Following the footsteps of his great-grandfather abroad, Emil Parizek found his cousin Pablo, a descendant of immigrants. All that because of an old dusty trunk.
"My father kept mentioning that we had some family in Argentina. When my grandmother died, I found a dusty leather trunk in the attic full of old black-and-white photographs, a preserved ship ticket from Prague to Argentina, various documents, bank statements, papers," Emil Parizek from the town of Turany, northern Slovakia, says about the beginning of his adventure in Argentina.
He also found a passport from 1939 for Emilio Parizek and a letter from Argentina.
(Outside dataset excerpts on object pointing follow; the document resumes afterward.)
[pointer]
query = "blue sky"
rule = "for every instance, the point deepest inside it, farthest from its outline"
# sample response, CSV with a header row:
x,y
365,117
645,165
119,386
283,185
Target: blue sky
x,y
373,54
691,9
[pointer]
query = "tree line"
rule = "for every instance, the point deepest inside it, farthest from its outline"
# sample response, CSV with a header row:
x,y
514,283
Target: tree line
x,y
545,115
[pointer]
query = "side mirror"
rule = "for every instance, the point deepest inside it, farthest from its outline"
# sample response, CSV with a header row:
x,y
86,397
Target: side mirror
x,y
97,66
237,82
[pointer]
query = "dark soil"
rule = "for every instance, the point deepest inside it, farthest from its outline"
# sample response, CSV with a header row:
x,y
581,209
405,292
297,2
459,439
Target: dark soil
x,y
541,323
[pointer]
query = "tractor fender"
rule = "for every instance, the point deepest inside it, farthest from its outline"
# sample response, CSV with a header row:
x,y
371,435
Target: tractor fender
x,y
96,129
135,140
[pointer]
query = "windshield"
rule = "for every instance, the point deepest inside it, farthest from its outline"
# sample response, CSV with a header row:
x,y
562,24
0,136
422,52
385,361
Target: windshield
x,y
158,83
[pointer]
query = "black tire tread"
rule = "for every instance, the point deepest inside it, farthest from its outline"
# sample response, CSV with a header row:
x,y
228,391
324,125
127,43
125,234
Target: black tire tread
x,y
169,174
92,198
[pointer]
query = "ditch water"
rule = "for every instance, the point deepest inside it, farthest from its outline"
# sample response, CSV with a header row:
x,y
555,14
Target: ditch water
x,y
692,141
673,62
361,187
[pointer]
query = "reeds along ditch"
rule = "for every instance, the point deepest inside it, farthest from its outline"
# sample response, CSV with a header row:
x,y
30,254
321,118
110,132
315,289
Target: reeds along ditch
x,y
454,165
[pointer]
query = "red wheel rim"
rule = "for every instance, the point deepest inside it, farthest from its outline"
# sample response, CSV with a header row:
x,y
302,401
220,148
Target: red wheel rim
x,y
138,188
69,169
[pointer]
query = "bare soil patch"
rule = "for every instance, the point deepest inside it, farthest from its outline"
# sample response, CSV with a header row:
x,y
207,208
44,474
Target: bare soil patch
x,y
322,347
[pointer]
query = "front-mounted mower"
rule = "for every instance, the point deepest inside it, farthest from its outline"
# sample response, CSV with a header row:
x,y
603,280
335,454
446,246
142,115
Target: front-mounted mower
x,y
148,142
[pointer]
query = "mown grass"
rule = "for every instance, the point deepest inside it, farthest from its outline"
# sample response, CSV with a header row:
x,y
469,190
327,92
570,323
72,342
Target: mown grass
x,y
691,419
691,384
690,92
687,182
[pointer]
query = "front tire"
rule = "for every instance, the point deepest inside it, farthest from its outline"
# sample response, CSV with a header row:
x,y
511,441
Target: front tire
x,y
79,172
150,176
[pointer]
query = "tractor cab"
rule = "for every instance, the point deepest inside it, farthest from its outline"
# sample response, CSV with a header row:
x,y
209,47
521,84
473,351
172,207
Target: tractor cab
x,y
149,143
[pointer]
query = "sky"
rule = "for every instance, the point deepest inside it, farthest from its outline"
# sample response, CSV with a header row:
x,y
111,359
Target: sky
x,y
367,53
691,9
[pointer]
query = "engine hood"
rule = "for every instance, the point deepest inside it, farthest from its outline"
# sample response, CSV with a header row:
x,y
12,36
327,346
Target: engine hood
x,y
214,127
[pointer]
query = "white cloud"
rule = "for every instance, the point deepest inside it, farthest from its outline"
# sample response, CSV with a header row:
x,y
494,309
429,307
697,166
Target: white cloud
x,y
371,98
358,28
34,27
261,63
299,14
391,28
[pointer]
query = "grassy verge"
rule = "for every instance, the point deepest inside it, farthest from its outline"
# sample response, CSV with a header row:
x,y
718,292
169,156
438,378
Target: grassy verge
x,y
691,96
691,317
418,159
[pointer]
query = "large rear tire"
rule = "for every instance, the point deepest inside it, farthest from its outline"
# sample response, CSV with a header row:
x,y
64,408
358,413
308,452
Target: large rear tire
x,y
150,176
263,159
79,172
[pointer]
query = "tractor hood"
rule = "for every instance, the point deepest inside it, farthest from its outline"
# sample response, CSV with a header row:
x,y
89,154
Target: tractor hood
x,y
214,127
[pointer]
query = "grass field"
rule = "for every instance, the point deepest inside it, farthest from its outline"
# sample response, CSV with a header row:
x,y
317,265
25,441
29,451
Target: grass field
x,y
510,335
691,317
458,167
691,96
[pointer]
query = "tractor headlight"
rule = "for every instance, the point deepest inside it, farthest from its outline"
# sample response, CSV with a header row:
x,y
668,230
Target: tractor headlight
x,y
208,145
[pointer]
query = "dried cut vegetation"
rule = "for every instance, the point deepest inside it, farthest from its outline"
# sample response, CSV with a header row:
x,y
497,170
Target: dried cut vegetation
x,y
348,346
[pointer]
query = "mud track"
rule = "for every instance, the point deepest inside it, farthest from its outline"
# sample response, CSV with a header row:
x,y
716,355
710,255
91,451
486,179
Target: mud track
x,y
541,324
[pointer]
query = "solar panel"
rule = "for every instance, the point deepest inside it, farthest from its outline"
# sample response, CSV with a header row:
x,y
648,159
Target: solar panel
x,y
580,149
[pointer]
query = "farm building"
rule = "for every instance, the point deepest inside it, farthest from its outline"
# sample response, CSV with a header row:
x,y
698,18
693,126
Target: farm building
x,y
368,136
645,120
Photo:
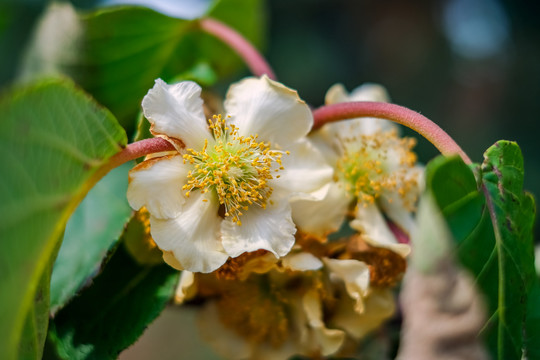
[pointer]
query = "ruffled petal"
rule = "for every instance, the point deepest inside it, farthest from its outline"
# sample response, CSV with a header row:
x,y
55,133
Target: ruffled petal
x,y
193,236
186,288
305,172
267,108
379,306
370,222
329,340
301,262
177,111
355,276
157,185
322,217
270,229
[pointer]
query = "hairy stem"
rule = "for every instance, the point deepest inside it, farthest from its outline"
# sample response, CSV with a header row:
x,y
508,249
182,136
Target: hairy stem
x,y
131,152
253,59
399,114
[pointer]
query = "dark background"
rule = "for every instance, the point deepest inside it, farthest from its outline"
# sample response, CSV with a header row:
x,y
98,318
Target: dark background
x,y
471,66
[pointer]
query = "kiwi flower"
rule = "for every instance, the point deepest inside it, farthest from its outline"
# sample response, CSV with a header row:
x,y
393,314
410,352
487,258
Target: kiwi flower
x,y
376,176
262,308
227,188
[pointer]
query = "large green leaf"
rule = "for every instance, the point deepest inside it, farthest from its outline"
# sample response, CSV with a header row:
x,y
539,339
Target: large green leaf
x,y
113,312
53,140
493,230
90,232
121,50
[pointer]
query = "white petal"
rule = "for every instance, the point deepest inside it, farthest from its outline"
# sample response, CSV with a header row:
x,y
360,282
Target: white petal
x,y
336,94
379,306
355,275
322,217
305,173
267,108
177,111
157,185
328,145
370,222
369,92
186,288
172,261
271,229
301,262
193,236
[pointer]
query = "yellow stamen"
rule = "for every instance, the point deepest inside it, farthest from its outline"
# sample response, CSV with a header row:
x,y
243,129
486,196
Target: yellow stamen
x,y
237,168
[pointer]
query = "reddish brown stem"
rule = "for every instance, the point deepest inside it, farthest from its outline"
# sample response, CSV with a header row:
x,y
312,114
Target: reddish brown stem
x,y
419,123
253,59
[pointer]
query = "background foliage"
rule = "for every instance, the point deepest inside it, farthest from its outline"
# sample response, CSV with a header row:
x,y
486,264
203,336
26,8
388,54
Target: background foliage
x,y
471,66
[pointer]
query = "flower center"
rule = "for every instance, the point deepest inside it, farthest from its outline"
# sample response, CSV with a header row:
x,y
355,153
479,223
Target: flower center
x,y
236,167
373,164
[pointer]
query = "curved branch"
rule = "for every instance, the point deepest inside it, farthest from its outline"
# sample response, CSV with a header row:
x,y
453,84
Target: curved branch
x,y
399,114
253,59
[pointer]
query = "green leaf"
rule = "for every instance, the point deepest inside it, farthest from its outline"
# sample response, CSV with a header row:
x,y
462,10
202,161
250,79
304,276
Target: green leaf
x,y
90,232
512,213
53,140
113,312
246,17
497,251
117,53
35,325
124,50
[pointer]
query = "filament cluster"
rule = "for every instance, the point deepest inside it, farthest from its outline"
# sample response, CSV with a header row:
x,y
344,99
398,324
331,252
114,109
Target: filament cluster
x,y
237,168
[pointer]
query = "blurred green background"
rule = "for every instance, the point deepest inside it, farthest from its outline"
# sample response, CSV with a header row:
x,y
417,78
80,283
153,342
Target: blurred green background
x,y
472,66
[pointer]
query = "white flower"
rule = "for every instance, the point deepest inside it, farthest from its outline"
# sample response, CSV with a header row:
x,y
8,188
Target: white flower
x,y
226,190
375,175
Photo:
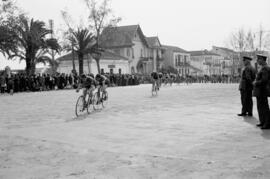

"There was a return address, so I wrote a letter. And my cousin Pablo wrote me back," he continues. His cousin Pablo Parizek from Buenos Aires then contacted the Slovak embassy in Argentina and started looking for him. That was 25 years ago.
Three brothers
The whole story of two cousins from opposite sides of the Atlantic began during the 1st Czechoslovak Republic. That was when brothers Jozef and Ján Parizek went to Argentina in search of work and a better life.
The women they loved accompanied them, whom they married in Argentina, starting new families. After five years, their third brother Emil came. However, life in South America was not for him and he returned home at the age of 28. The other two brothers stayed to in their new homeland.
Both brothers and their descendants maintained contact with their Slovak family for some time. However, over the years, as the generations changed, contact gradually dissipated, until Emil Parizek found the letter.
A love of Slovak delicacies
At first, both cousins wrote letters to each other. Later, as computers evolved, they switched to e-mails, to video calls. Then, 11 years ago, Pablo visited his relatives in Slovakia for the first time.
"Pablo is from the third generation of Parizeks living in Argentina. He speaks Slovak beautifully, I just have to talk slowly to him," says Emil.
"I was in Vienna at the time to pick him up at the airport. He liked it here very much. We took him wherever we could," says Emil. They went to the Lomnický Štít peak, to the spa towns of Rajecké Teplice and Turčianske Teplice in the Žilina Region.
"He skated on a frozen lake, tried to ski, saw a hockey match. We also went to the Múzeum Slovenskej Dediny (The Museum of the Slovak Village), he saw folklore, carnivals. We travelled quite a lot around Slovakia in those three weeks he was here," Emil recalls.